Rafael Lozano-Hemmer: Pulse Front
Rafael Lozano-Hemmer
Past Exhibition
May 31 – Jun 09 2007
Rafael Lozano-Hemmer, Pulse Front (Relational Architecture 12), 2007. Courtesy of the artist
- COMMISSIONED BY AND PREMIERED AT
Luminato
- CURATED BY
Gregory Burke
- CO-PRODUCED WITH
Harbourfront Centre
- PRESENTED BY
TELUS
The Power Plant is delighted to be working with Luminato, Toronto's new Festival of Arts and Creativity, TELUS and Harbourfront Centre to present Pulse Front (Relational Architecture 12) by Montreal-based artist Rafael Lozano-Hemmer.
Lozano-Hemmer is internationally known for his large-scale interactive installations that operate at the intersection of architecture and performance art. Interested in creating platforms for public participation, Lozano-Hemmer perverts technologies such as robotics, computerized surveillance or telematic networks. His huge light and shadow works have been commissioned for public spaces in Mexico City (1999), Rotterdam (2001), Lyon (2003), Japan (2003), and Dublin (2004). Pulse Front is Lozano-Hemmer's first major light sculpture to be exhibited in Canada.
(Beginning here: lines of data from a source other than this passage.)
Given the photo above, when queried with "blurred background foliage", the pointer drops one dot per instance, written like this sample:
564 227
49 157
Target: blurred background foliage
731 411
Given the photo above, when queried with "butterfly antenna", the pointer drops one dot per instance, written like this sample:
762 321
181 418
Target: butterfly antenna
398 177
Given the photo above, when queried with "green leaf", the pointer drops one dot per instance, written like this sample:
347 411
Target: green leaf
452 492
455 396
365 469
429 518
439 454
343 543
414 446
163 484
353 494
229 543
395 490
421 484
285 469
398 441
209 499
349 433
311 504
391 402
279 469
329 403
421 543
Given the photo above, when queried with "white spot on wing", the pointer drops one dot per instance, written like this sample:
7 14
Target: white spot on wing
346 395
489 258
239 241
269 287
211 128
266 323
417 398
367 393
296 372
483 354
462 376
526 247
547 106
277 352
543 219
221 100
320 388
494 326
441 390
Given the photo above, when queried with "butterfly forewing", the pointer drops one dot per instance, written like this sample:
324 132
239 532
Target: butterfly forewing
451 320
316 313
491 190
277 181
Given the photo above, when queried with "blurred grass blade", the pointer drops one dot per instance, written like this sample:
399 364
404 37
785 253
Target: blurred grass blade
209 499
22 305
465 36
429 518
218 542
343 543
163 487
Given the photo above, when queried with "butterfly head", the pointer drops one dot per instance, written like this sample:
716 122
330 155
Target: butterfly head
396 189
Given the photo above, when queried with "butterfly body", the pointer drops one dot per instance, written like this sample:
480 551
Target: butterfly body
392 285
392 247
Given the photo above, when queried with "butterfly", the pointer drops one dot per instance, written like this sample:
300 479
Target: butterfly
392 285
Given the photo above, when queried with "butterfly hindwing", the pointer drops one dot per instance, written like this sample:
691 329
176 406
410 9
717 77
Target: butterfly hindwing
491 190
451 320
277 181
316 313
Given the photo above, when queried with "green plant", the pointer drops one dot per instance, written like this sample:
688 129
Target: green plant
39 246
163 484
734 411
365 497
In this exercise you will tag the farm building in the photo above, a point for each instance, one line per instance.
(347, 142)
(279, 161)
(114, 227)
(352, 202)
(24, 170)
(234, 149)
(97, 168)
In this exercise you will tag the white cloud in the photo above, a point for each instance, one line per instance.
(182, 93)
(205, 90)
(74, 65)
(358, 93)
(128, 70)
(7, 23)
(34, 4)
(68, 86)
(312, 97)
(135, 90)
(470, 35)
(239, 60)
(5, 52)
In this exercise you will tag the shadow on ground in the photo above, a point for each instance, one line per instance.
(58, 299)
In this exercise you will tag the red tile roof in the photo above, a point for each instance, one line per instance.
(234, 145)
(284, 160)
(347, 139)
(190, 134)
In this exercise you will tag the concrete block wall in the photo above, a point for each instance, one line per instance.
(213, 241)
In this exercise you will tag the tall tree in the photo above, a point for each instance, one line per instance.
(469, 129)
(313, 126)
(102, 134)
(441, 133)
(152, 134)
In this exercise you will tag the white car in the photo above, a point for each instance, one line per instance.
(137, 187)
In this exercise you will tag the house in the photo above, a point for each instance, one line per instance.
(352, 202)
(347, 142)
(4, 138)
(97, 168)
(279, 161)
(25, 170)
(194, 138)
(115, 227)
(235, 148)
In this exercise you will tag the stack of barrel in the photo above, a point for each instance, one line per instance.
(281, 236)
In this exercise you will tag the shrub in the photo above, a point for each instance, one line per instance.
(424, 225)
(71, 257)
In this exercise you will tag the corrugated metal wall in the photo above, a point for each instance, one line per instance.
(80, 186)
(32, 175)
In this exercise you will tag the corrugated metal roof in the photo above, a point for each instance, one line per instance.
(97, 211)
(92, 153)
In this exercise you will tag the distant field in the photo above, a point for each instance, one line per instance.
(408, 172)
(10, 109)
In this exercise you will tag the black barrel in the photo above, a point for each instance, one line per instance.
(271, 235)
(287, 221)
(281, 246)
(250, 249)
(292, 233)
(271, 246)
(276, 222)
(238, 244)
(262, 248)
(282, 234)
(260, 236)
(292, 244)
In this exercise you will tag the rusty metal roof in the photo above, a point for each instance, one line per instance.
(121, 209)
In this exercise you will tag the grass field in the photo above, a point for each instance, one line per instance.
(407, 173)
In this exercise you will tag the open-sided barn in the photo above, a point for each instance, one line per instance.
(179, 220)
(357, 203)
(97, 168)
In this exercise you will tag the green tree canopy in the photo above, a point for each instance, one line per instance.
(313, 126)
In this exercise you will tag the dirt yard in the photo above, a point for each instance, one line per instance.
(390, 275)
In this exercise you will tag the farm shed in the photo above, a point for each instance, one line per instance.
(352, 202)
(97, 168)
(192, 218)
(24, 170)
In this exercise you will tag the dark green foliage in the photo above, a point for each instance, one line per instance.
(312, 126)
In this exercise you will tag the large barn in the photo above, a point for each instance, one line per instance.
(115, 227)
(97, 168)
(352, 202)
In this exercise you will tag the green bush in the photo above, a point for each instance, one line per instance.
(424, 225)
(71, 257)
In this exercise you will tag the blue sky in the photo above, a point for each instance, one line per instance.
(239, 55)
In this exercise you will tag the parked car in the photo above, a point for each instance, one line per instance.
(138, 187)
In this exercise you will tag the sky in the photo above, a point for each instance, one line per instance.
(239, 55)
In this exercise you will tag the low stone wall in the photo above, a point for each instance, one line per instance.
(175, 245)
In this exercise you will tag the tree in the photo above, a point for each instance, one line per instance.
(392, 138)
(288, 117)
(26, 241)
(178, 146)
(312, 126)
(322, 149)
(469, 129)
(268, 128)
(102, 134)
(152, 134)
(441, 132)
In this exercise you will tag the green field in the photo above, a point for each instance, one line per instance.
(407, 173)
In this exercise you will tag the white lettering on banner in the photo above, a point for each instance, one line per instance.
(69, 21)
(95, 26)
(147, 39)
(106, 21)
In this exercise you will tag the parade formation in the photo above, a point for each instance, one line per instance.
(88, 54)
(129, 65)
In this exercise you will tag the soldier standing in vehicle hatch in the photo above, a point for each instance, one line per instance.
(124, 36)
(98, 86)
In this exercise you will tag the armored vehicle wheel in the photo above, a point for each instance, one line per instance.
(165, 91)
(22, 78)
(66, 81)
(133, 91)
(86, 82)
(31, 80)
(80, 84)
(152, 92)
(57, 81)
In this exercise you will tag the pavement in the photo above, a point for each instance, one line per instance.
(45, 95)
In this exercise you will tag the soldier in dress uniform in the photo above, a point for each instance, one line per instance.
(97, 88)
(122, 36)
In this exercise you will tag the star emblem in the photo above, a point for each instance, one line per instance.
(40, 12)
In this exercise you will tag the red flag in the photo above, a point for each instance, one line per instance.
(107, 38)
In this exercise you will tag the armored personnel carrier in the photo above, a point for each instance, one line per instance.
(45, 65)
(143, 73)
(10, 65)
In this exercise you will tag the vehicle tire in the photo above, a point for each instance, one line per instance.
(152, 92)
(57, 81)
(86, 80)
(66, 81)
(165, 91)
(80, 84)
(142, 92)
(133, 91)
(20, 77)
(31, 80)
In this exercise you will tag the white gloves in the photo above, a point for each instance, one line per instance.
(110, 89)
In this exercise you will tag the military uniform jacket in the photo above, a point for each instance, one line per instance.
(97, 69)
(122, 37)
Pulse Front features a matrix of light over The Power Plant and Harbourfront Centre, made with light beams from twenty of the world's most powerful robotic searchlights. The installation is entirely controlled by sensors that measure the heart rates of passersby. Ten metal sculptures with embedded sensors and computers are placed along the harbour where they detect the pulses of people who hold them and convert them into light pulses. Computers also determine the orientation of the beams, recording changes in participants' physical and emotional states. The resulting effect is a visualization of vital signs, arguably our most symbolic biometric, in an urban scale.
Curated by The Power Plant's director, Gregory Burke, the installation is presented in association with the exhibition Auto Emotion: Autobiography, emotion and self-fashioning. With 200,000 watts of power and fifteen kilometres of visibility the work intends to blend the intimate with the spectacular in one of the most emblematic public spaces in Toronto. Despite the installation's monumental size and its wide visibility, Pulse Front is not a cathartic preprogrammed spectacle such as a fireworks display or a son-et-lumière show. On the contrary, it is designed to attract constant, personal participation in an ever-evolving parade of light sculptures generated by people.